The Bible proposes interdependence as the ideal state of the people of God. Individuals are seldom considered in isolation, but as a member of the nation, and in the New Testament this view reaches out to all the human race. Paul builds on this insight when he says that through one man, Adam, sin entered the world and that on a higher level, through one man, Jesus, the grace of God is freely available to all. For Paul, all share the same flesh and all should be gifted by the same Holy Spirit. "Flesh" for him indicates weakness and moral instability, while "Spirit" indicates life, purity and permanence. The Spirit gives character, quality, dignity and integrity.
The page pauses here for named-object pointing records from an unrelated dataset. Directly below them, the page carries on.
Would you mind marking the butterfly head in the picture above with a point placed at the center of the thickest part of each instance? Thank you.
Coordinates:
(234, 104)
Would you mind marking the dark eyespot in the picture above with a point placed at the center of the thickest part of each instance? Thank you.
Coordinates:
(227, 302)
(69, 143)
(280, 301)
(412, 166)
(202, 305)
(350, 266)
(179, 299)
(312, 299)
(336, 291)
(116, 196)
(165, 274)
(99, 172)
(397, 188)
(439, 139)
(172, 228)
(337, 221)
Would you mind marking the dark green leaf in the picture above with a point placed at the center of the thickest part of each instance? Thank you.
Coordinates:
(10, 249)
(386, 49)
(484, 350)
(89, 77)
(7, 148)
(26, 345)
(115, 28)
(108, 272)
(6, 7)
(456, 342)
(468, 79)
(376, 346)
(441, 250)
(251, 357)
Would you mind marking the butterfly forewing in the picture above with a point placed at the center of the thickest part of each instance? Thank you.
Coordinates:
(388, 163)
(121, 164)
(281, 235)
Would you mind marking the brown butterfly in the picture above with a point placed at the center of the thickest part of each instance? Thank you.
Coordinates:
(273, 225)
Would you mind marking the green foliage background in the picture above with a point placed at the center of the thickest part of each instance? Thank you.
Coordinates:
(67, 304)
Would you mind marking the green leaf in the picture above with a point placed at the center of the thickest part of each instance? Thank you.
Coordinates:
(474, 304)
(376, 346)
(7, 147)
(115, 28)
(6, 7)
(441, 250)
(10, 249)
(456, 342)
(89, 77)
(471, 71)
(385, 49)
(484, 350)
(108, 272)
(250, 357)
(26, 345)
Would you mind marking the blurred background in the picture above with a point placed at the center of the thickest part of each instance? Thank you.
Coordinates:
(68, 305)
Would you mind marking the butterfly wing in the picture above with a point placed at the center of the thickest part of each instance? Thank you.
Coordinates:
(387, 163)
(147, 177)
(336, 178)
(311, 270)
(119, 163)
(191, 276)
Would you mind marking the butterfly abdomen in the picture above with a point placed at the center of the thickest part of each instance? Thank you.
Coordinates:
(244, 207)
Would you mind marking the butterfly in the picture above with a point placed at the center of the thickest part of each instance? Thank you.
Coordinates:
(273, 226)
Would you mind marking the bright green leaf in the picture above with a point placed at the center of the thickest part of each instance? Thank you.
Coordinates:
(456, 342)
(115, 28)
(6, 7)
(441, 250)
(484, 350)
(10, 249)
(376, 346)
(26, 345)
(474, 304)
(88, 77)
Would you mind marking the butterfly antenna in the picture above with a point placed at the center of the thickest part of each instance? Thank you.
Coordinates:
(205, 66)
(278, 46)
Ideally, each member enhances the lives of others and is helped by them on the pilgrimage of life. In practice, the variety of gifts and roles can provoke envy, antagonism, and even an ugly form of dominance. The administrator must not be over-bearing, the teacher must avoid pompous pride, the practical-minded person must not neglect study and reflection, nor the spiritual person abandon everything to devote herself to prayer. Each gift must function as a genuine service "to build up the body of Christ," and therefore depends on others, even while serving them. If we share a common bond of flesh and spirit, as we read in Romans, then we both drag each other down and build each other up. The same person's talents can help and complement us, or annoy and threaten us.
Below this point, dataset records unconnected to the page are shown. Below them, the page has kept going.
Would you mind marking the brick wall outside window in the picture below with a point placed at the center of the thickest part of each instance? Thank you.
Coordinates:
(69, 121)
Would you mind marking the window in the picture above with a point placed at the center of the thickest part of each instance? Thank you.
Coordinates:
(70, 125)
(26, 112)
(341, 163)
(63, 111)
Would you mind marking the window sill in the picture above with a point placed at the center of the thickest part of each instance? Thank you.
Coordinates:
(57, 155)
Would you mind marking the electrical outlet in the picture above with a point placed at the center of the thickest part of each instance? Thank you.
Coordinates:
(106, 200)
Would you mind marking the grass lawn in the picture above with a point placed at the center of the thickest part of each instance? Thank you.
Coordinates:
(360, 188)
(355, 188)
As we live in interaction, as members of one family with Jesus and with one another, we suffer together and we lift each other up. Together we grieve for each other's sins, so that together we can bear fruit. If we do not transmit life together, we are like the persons whom Jesus warned, "You will all come to a dreadful end." Or again, "If the tree does not bear good fruit, it shall be cut down."
The parables get us thinking and reflecting, to tease out what they might mean. In today's parable we have a fig tree in a vineyard that seems as good as dead. It has failed to bear fruit for three successive years. The reaction of the owner of the vineyard seems quite reasonable; have the fig tree cut down because it is only taking up space that could be used for vines. However, the owner's worker had a different perspective. He looked at the apparently useless fig tree and he saw the possibility that it could still bear fruit. He had a more generous vision of the fig tree, a more hopeful vision.
In truth all was not lost; there was still time for the fig tree to come good. The parable may be saying that this is how the Lord looks upon us, for he sees not just what we have failed to do in the past but what we are capable of doing in the future. He looks on us with generous and hopeful eyes. That is the way we are to look at each other and, indeed, at every situation in life. Like the worker in the vineyard, we need to be patient and look beneath the surface for the faint signs of new life that may be there.